Synovial fluid was collected during surgery and afterwards once a week during 6 weeks using ultrasound guidance (Figure 2). For this purpose the sheep were sedated with Medetomidine (20ug/kg BW, Dorbene, Dr. E. Graeub AG, Switzerland). They were placed on their hindquarters and positioned in a more lateral position in order to expose the medial articular pocket of the limb that underwent surgery.
Additionally, blood samples were taken for comparison. The blood samples from the intravenously treated group 6 (CA) were taken on day 1, 2, 3, 4, and 5 at time points −5, 10, and 60 minutes and 3, 6 and 12 hours after the iv. carprofen administration. Two further blood samples were taken on day 8 and 12.
All blood samples were taken from the jugular vein. The first 4 ml of blood was discarded and the remaining 6 ml of blood was filled into a lithium heparin tube and centrifuged for 20 minutes at 1500 U/min. The resulting plasma was transferred into labelled sterile 1.5 ml eppendorf tubes and stored at −20°C for batch analysis.

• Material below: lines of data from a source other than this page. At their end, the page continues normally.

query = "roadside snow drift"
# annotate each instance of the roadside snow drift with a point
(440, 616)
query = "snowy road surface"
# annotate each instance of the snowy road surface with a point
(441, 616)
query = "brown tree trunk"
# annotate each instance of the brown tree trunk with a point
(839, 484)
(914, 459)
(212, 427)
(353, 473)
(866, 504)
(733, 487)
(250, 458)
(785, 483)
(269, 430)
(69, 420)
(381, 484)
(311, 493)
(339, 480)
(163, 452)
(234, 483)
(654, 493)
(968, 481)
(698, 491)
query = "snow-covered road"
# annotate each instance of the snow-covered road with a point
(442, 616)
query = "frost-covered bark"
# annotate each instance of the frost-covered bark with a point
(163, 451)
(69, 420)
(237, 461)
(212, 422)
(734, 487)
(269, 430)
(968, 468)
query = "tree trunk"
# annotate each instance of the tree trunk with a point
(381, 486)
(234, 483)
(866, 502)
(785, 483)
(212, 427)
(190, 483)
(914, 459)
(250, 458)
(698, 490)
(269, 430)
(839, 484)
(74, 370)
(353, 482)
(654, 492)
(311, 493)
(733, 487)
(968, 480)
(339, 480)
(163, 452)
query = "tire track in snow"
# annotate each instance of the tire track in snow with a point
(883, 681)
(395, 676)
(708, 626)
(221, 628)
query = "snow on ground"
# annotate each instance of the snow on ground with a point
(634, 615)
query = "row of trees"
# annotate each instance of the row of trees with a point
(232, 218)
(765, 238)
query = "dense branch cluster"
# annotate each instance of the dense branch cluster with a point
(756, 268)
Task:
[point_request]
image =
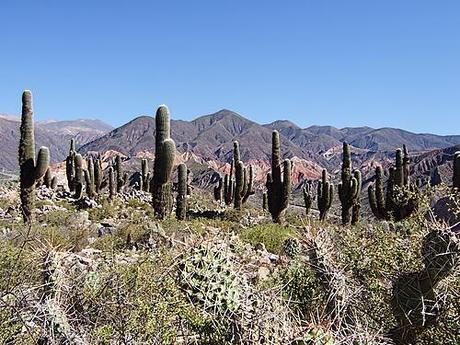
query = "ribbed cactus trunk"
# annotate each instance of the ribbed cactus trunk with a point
(165, 149)
(78, 181)
(349, 189)
(98, 175)
(456, 166)
(112, 187)
(145, 176)
(70, 166)
(30, 170)
(325, 195)
(181, 200)
(121, 176)
(399, 200)
(307, 196)
(278, 182)
(218, 192)
(229, 186)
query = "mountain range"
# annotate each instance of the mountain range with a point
(209, 140)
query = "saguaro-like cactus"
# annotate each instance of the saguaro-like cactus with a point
(278, 181)
(70, 166)
(400, 199)
(325, 195)
(112, 186)
(165, 150)
(181, 199)
(122, 177)
(218, 192)
(456, 177)
(89, 178)
(243, 179)
(31, 170)
(307, 196)
(78, 180)
(349, 188)
(229, 186)
(98, 175)
(145, 176)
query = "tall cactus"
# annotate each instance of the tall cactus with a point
(98, 175)
(456, 164)
(89, 178)
(78, 180)
(122, 177)
(229, 186)
(165, 149)
(70, 166)
(243, 179)
(181, 199)
(145, 176)
(400, 199)
(350, 187)
(278, 182)
(325, 195)
(218, 192)
(112, 187)
(31, 170)
(307, 196)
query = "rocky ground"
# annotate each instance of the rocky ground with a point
(100, 272)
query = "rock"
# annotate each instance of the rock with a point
(263, 273)
(260, 247)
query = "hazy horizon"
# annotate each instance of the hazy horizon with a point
(350, 64)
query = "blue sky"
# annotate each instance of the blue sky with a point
(389, 63)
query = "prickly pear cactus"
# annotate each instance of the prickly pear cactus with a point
(209, 277)
(291, 247)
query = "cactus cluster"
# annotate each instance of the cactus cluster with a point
(236, 189)
(456, 168)
(278, 181)
(414, 301)
(399, 200)
(93, 176)
(349, 189)
(208, 274)
(181, 199)
(31, 169)
(307, 191)
(144, 181)
(122, 177)
(325, 195)
(165, 150)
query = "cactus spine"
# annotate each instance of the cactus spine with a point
(456, 178)
(325, 195)
(229, 185)
(122, 178)
(400, 199)
(145, 176)
(307, 196)
(78, 180)
(243, 187)
(278, 181)
(181, 199)
(31, 170)
(111, 184)
(70, 166)
(165, 149)
(349, 189)
(218, 195)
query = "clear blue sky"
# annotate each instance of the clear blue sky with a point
(344, 63)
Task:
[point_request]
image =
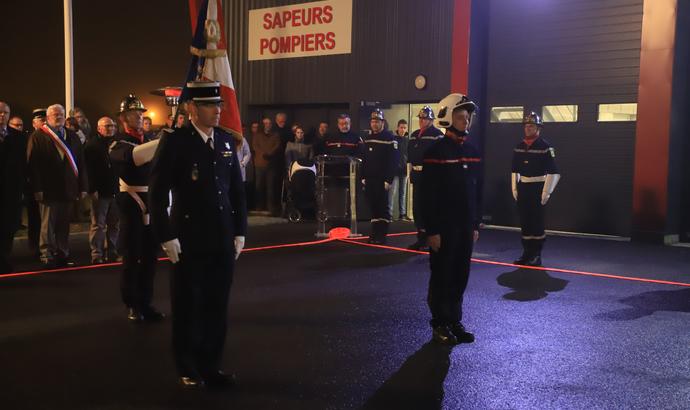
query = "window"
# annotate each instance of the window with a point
(559, 113)
(506, 114)
(617, 112)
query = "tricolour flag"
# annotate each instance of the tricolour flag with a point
(210, 58)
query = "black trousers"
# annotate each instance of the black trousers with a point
(138, 248)
(6, 239)
(417, 212)
(450, 270)
(200, 286)
(33, 216)
(531, 216)
(377, 196)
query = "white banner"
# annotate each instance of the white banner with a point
(301, 30)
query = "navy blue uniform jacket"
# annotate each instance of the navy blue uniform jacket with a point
(208, 208)
(448, 203)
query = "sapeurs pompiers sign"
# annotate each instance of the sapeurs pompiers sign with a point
(301, 30)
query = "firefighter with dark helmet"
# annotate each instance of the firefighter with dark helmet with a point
(381, 158)
(420, 141)
(130, 156)
(448, 208)
(534, 177)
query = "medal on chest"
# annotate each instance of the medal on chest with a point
(195, 172)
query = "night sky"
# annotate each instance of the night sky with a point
(119, 47)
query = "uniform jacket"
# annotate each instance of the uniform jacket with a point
(340, 143)
(535, 160)
(381, 156)
(50, 172)
(447, 203)
(102, 178)
(403, 143)
(417, 147)
(12, 178)
(208, 201)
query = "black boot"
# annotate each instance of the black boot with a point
(525, 254)
(462, 335)
(383, 232)
(443, 335)
(535, 254)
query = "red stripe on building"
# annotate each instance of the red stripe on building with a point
(460, 48)
(652, 137)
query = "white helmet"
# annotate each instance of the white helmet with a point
(451, 102)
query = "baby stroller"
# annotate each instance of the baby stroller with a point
(301, 189)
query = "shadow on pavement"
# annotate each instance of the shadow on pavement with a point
(418, 384)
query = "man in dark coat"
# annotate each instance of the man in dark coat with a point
(58, 178)
(448, 205)
(130, 157)
(381, 159)
(203, 234)
(103, 186)
(12, 177)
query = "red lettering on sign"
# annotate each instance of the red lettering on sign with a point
(330, 40)
(328, 14)
(318, 41)
(317, 15)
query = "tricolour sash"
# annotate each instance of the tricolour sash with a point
(62, 148)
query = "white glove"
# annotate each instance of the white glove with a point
(144, 153)
(239, 245)
(173, 249)
(545, 198)
(513, 184)
(549, 186)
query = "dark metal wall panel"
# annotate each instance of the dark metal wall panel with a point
(388, 38)
(581, 52)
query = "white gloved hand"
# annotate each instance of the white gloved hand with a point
(173, 249)
(239, 245)
(545, 197)
(514, 177)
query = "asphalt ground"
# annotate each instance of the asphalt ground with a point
(340, 325)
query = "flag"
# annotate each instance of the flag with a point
(210, 58)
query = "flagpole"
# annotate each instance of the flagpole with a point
(69, 60)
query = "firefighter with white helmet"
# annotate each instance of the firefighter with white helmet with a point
(448, 207)
(534, 177)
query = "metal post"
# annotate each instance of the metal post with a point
(69, 59)
(353, 198)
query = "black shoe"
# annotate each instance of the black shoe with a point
(220, 380)
(533, 261)
(64, 263)
(462, 335)
(443, 335)
(191, 382)
(134, 315)
(521, 260)
(151, 314)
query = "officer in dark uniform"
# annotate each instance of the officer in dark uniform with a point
(448, 207)
(203, 235)
(130, 157)
(533, 179)
(381, 158)
(344, 142)
(33, 214)
(12, 180)
(420, 141)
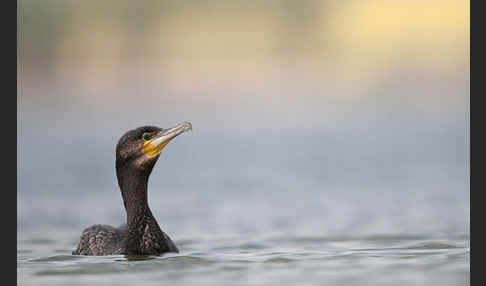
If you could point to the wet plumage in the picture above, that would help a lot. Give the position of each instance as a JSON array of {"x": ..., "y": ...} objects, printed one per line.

Synovial fluid samples were obtained using a 5 ml syringe (Braun, Omnifix®) and a 18 G needle (Terumo®, Terumo Europe N.V., Belgium) and were stored in pre-labelled sterile 1.5 ml eppendorf tubes. Each sample was wrapped in aluminium foil and stored at −20°C for later batch analysis (Interlabor Belp AG, Belp, Switzerland). The carprofen concentrations were measured using high performance liquid chromatography (HPLC) in connection with Tandem - Mass Spectroscopy (HPLC-MS/MS). The liquid chromatography (Dionex UltiMate 300, Software Dionex Chromatography MS Link Vers. 2.7.0.2251) was used to separate the mixture of compounds into single components and the Mass-Spectroscopy (Triple Quadrupol Sciex API 4000, Software Analyst Vers. 1.5.1) to identify and quantify the components.